Nina Odegard is a PhD student at the PhD programme in Educational Sciences for Teacher Education .
Trial Lecture
The trial lecture starts at 10:00 in Zoom.
Title: How can an aesthetic exploration of the entangled relationship between (recycled) matter and children make a new knowledge contribution to practices of posthuman pedagogy?
Public defense
The candidate will defend her thesis at 12:15.
The candidate will defend her thesis, entitled “Aesthetic Explorations with recycled materials. Concepts, ideas and phenomena that matter”.
Ordinary opponents
- First opponent: Professor Cecilia Åsberg, Linköping University
- Second opponent: Professor Bosse Bergstedt, Østfold University College
- Chair of the committee: Associate Professor Øystein Skundberg, OsloMet – Oslo Metropolitan University
Leader of the public defense
- Associate Professor Finn Aarsæther, Vice-Dean at Faculty of Education and International Studies, Oslo Metropolitan University
Supervisors
- Main supervisor: Professor Nina Rossholt, OsloMet – Oslo Metropolitan University
- Co-supervisors: Professor Jayne Osgood, Middlesex University, and Professor Sidsel Germeten, UiT The Arctic University of Norway
Abstract
Title: Aesthetic explorations with recycled materials – concepts, ideas and phenomena that matter
This thesis sets the concept of Aesthetic Exploration in motion in relation to empirical data by exploring young children's encounters with recycled materials in a Blackbox at a Remida. Through four published articles that focus on different parts of the research: methodologically, empirically, and theoretically, I explore how theorising recycling materials and Aesthetic Exploration contribute to the field of early childhood.

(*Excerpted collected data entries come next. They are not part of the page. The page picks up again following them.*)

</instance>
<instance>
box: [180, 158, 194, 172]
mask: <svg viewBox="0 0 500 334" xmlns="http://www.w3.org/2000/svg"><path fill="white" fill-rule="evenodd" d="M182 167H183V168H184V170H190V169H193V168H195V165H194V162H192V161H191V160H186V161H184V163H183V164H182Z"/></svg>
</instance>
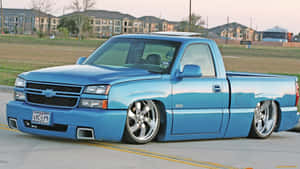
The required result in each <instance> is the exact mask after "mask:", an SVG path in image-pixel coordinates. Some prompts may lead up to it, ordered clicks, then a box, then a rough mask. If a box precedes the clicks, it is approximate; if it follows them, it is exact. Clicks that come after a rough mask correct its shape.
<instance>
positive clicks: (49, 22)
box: [31, 0, 54, 37]
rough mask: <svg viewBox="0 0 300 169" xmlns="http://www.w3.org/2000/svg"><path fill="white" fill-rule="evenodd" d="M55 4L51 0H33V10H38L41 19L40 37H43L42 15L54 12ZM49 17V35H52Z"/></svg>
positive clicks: (37, 12)
mask: <svg viewBox="0 0 300 169" xmlns="http://www.w3.org/2000/svg"><path fill="white" fill-rule="evenodd" d="M53 5H54V4H53V2H52V1H50V0H31V6H32V9H34V10H36V11H37V13H38V19H39V33H38V34H39V37H42V36H43V31H42V25H41V15H42V13H46V14H48V13H50V12H51V11H52V7H53ZM49 16H50V15H48V17H47V18H48V19H47V20H48V34H49V33H50V25H51V18H50V17H49Z"/></svg>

I make use of posthumanist and new-materialist theories that underline the significance of nonhuman agency and materiality (2007; Bennett, 2010; Hultman, 2011a; Lenz Taguchi, 2010), to extend understandings of what matters in early childhood education.

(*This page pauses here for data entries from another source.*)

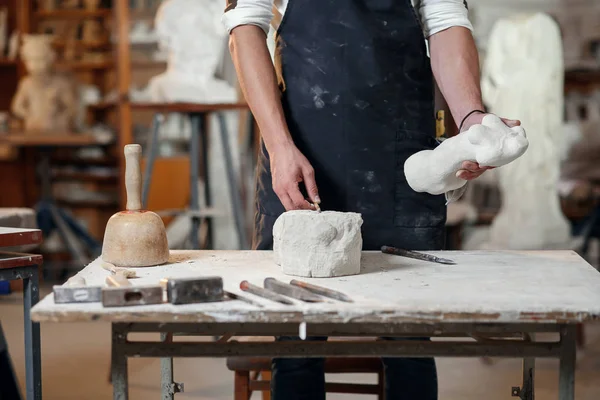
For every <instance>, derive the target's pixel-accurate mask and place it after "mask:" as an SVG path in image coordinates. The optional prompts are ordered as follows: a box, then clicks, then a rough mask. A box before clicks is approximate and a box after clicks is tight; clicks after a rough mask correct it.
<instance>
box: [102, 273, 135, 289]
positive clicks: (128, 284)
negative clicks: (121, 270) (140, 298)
mask: <svg viewBox="0 0 600 400" xmlns="http://www.w3.org/2000/svg"><path fill="white" fill-rule="evenodd" d="M106 284H107V285H108V286H110V287H126V286H131V282H129V280H128V279H127V277H126V276H125V275H123V274H122V273H118V272H117V273H116V274H111V275H109V276H107V277H106Z"/></svg>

With the use of these theories, different perspectives on matter and materiality have emerged through conceptualising and materialising different Aesthetic Explorations in the encounter in-between recycled materials, young children, space (the Blackbox), and tools.
Conceptualising Aesthetic Exploration through this thesis is an on-going process that has no end; instead, it continues to take shape and transform as readers of this thesis encounter it. The thesis conveys some form of threshold, metaphorically, on its way in or out, formed by a need to a temporary standstill.
From the in-between encounters and explorations, I have formulated the following insights;
Explorations with recycled materials, digital and analogue tools in a Blackbox co-created in-between spaces where aesthetic, rhythmic forces were sensed.
These forces contributed to extending and opening out young children's play, learning, narrating, and imaginative explorations.
Vital affective forces arose in-between tools and recycled materials and activated agency and phenomena such as shadows, light, and colours, which became young children's companions and broadened and deepened their play and learning in unanticipated ways.
Aesthetic Exploration, as both concept and phenomenon, is complex, challenging, creative and mobilising. It makes a valuable contribution to thinking and research, as well as to practitioners' and young children's everyday encounters in the field of early childhood education by inviting a curiosity with what else gets produced through children's engagements with space and matter.
To be an aesthetic explorer moves the researcher in time and space where data is understood as much more than the empirical matter collected in the research space.